Los Angeles County District Attorney George Gascon — who issued a directive barring prosecutors from seeking the death penalty in any new murder cases upon taking office last month — announced today that he supports a measure that would ban the death penalty in federal cases.
The county’s top prosecutor said in a written statement that he “wholeheartedly” supports legislation to be re-introduced by Rep. Ayanna Pressley, D-Mass., and incoming Senate Judiciary Chairman Richard Durbin, D-Illinois, to prohibit the use of the death penalty at the federal level and to require re-sentencing for those who are currently on death row in such cases.
“State or federal sanctioned killings do not deter crime and have historically been racially biased,” Gascon said. “Together, we can end this inhumane and misguided form of punishment and continue to make essential reforms to our criminal justice system that will enhance safety and justice.”
On the day he was sworn into office Dec. 7, Gascon issued a series of directives — one of which reads that “a sentence of death is never an appropriate resolution in any case.”

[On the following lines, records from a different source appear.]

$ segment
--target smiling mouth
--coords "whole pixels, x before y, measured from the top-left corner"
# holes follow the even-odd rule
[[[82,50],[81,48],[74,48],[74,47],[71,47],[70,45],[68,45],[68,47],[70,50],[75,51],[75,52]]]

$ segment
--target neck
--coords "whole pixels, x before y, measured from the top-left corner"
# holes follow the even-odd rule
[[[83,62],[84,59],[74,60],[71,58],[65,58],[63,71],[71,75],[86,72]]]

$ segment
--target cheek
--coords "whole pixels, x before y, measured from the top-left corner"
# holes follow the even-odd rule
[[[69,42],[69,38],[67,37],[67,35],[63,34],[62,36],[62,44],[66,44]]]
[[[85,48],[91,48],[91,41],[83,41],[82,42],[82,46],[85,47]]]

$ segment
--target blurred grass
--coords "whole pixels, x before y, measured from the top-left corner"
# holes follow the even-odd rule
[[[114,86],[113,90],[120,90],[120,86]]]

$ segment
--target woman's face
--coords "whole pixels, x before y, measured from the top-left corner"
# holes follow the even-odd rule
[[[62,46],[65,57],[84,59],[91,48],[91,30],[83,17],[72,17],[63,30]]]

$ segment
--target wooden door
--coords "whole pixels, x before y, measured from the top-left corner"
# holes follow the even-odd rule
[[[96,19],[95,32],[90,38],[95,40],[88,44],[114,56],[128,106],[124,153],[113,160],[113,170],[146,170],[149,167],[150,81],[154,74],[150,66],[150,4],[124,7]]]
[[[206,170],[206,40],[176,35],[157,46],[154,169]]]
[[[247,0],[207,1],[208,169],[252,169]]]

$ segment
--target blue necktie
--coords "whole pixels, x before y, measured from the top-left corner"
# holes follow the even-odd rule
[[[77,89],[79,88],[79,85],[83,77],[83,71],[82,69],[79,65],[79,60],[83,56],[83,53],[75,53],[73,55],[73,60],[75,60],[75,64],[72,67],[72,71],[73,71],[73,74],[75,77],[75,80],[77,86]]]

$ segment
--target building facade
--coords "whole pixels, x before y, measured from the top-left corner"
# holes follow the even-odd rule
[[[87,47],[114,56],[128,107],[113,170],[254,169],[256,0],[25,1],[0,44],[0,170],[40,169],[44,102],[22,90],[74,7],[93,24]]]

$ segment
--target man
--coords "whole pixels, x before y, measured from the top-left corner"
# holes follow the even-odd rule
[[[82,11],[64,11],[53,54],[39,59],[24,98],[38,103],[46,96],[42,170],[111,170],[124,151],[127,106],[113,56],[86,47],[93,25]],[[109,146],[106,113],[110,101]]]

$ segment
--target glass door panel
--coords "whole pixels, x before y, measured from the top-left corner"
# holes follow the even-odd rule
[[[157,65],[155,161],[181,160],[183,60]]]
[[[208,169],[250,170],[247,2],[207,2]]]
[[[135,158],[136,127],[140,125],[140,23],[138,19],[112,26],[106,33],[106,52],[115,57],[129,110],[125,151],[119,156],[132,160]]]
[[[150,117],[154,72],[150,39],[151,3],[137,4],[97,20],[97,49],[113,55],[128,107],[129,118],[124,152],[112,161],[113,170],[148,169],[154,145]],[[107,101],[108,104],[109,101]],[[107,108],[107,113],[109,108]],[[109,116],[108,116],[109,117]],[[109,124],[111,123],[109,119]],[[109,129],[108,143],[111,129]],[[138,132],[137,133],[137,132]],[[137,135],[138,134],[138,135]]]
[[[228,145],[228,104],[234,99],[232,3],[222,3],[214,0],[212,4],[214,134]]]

He noted in the directive that there are 215 people — 85% being “people of color” — on death row in California as a result of being prosecuted in Los Angeles County.
Gascon has come under fire from some families of crime victims for the new directives.
A group called Victims of Violent Crime For The Recall of George Gascon announced that it has filed formal documents that allows the organization to accept donations to prepare for the effort to try to oust him from office. The group said it may be the first-ever recall effort involving a Los Angeles County district attorney.
Gascon — who campaigned on criminal justice reform — has said he has a “mandate from the public.” He said last month that those who commit crimes will be held accountable and accused opponents of “fear mongering.”
On Monday, Sacramento County District Attorney Anne Marie Schubert sent a letter to Gascon in which she criticized many of his special directives as “illegal and unconstitutional” and informed him that her office will no longer grant him jurisdiction over any crimes that involve Sacramento County.
“Your special directives are not just extreme but will undoubtedly wreak havoc on crime victims and their Constitutional rights,” she wrote.
“Your lack of concern for their rights and safety concerns me greatly. Additionally, because crime has no boundaries, these special directives will have far greater impact than on Los Angeles County alone. Rather, victims across California will be negatively impacted and the safety of all Californians will be jeopardized.”
Also on Monday, a Los Angeles Superior Court judge agreed to allow San Diego County District Attorney Summer Stephan to reclaim jurisdiction to prosecute a defendant for five San Diego-area armed robberies he allegedly committed in the days leading up to the June 10, 2019, shootings of off-duty Los Angeles County sheriff’s Deputy Joseph Gilbert Solano in Alhambra and Dmitry Alekseyevich Koltsov in downtown Los Angeles, which occurred hours apart.
Stephan wrote in a letter that her office had agreed to allow the Los Angeles County District Attorney’s Office to prosecute Rhett Nelson for the San Diego robberies with the understanding that he would face life in prison without the possibility of parole if he was convicted. She noted that Nelson could otherwise be eligible for parole as early as age 50 if sentencing allegations against him were dismissed — as requested by the Los Angeles County District Attorney’s Office as a result of one of the new directives.
Judge Jose Sandoval subsequently rejected the prosecution’s bid under the directive to dismiss the sentencing allegations.
In a statement released Friday, the L.A. County District Attorney’s Office said Stephan’s decision would unnecessarily subject the victims’ families to two trials, and said it was highly unlikely Nelson would ever be granted parole.
“The defendant in this case is 31 years old and was facing nearly 70 years to life in state prison. As a result of this move by D.A. Stephan, the defendant now faces 50 years to life in state prison on his L.A. case, and possibly more if found guilty in his San Diego case,” the statement reads.
“We question the wisdom of dragging these families through two separate cases, and with the parole board only granting release in about 15% of cases it hears, the suggestion that this individual would get out, let alone re-offend, (strains) credulity. What’s guaranteed is that two cases will cost taxpayers more than one.”